Features | Concerts

Lambchop

By Maura McAndrew | 30 April 2012

When I wrote about Lambchop’s excellent new record Mr. M in February, I noted that like much of the band’s work, it rewards patience: the more one listens, the more accessible and charming it becomes, opening up and revealing the guts beneath the placid surface. In my excitement at seeing them live for the first time, however, I somehow buried this observation, expecting a less delayed kind of gratification. What I found is that Lambchop makes you work for it. But that it is an otherworldly, spellbinding delicacy; a slow buildup of melodies, phrases and tics, that tend to blossom into obsession. Now fully converted, I’ve got it bad.

This kind of hard-won dedication was written on the faces in the crowd at Club Café Saturday night—those dedicated scholars of the band, bespectacled thirtysomethings nodding encouragingly as Kurt Wagner and co. crept onto the stage. There I was, uninitiated, nervously shifting in the front of the living room-like venue as the band played through Mr. M for a solid, quiet hour. Wagner—in standard Wagner regalia (feed co-op cap, thick glasses)—was seated as usual, shuffling through his manila folder of lyrics, never pausing to speak, so quiet that we strained to hear those syllables that always seem to retreat so quickly back into his throat. Those of us standing seemed to keep stock-still throughout, riveted but also worrying our fingers, trying to figure out if we were having fun or not.
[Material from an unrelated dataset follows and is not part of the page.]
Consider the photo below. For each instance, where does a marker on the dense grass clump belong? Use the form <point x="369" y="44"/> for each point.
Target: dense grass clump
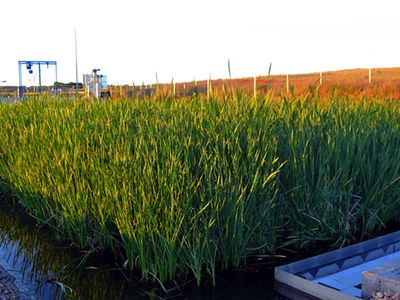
<point x="187" y="186"/>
Starting off with Mr. M‘s best cut, “If Not I’ll Just Die,” the band ventured into ever-more lengthy and somber territory. By the time they followed “Gar” with “Mr. Met,” I started to fear this would be one of those meticulously navigated sets of only-new material, presented without comment, fans abandoned confused into the night. The mood in the room was getting restless, so much so that when they band got to “Buttons” about an hour in, a gale of group laughter broke out at Wagner’s wry lyrics “I used to know your girlfriend / Back when you used to have a girlfriend.” (Not even funny, really, but cathartic like laughing in church.) Finally cracking his generous, crooked smile, just before the gorgeous “Never My Love,” Wagner spoke, his Tennessee drawl as anticipated and satisfying as Garbo’s rich alto in Anna Christie.

He thanked us for making it through “some difficult and unfamiliar material,” and we were so relieved that Kurt and the boys were really present after all, ready to stick around and cut loose, that we chuckled heartily as inimitable keyboardist Tony Crow rambled on about highways and Hendrix and the provenance of Siamese twins Chang and Eng. It was their first time ever in Pittsburgh, and the band seemed genuinely surprised by the good turnout, firing off the usual Pittsburgh sports jokes. Wagner seemed interested that most of the audience was drinking: “I’d have a drink, too, but I’d pee all over myself up here.”

The atmosphere in the room changed with this, and the show became not just about beautiful songs but about a lively communal experience which, like everything Lambchop does, was made all the sweeter by its initial perceived impossibility. The band launched into older material including “Caterpillar” and “My Blue Wave” from Is a Woman (2002) and after “Soaky in the Pooper” (one of Wagner’s darkest, strangest compositions from way back), they concluded the set proper, Wagner returning to the subject of his bladder: “I’m gonna go whiz, and then I’ll come back and play some more,” and thus he hustled his way straight through the crowd, human and mobile after all.

Wagner’s return signaled the band’s most relaxed incarnation yet, as they launched into “The Saturday Option” from What Another Man Spills (1998), then coyly answered an audience member’s shout for “Up with People”: “We don’t usually do this, but…” It was the only possible singalong song of the night, with peppy “do-do-dos” standing in for Nixon‘s (2000) brass.

The band achieved a masterful momentum in this encore set, allowing the surprisingly raucous closer of “Give It” merged with Taking Heads’ “Once in a Lifetime” to feel organic. Putting aside his guitar, Wagner rocked on his bench like a raving street corner preacher, gesticulating to match the raspy dynamics of his voice. On the second verse, he stood up, dorky in dad jeans and cow cap, and when Kurt Wagner stands up, when he finally starts to move, he looks like a man miraculously healed, jabbing his mic stand into the crowd and walking it around like a cane. “Same as it…ever…was.”

A Lambchop show is a curious thing—a journey, one could say, from alienation to religion. It all goes back to this sense that Wagner and his band are content to take their time, that, as I observed in my review of Mr. M, they don’t need people to like them right away. It comes off less like a strategy than their only possible way of being. But as always, those who stick with them are rewarded handsomely for their patience. In the spirit of the refrain heard on Mr. M’s lovely “Kind Of”: “It’s not how much you make / But what you earn.”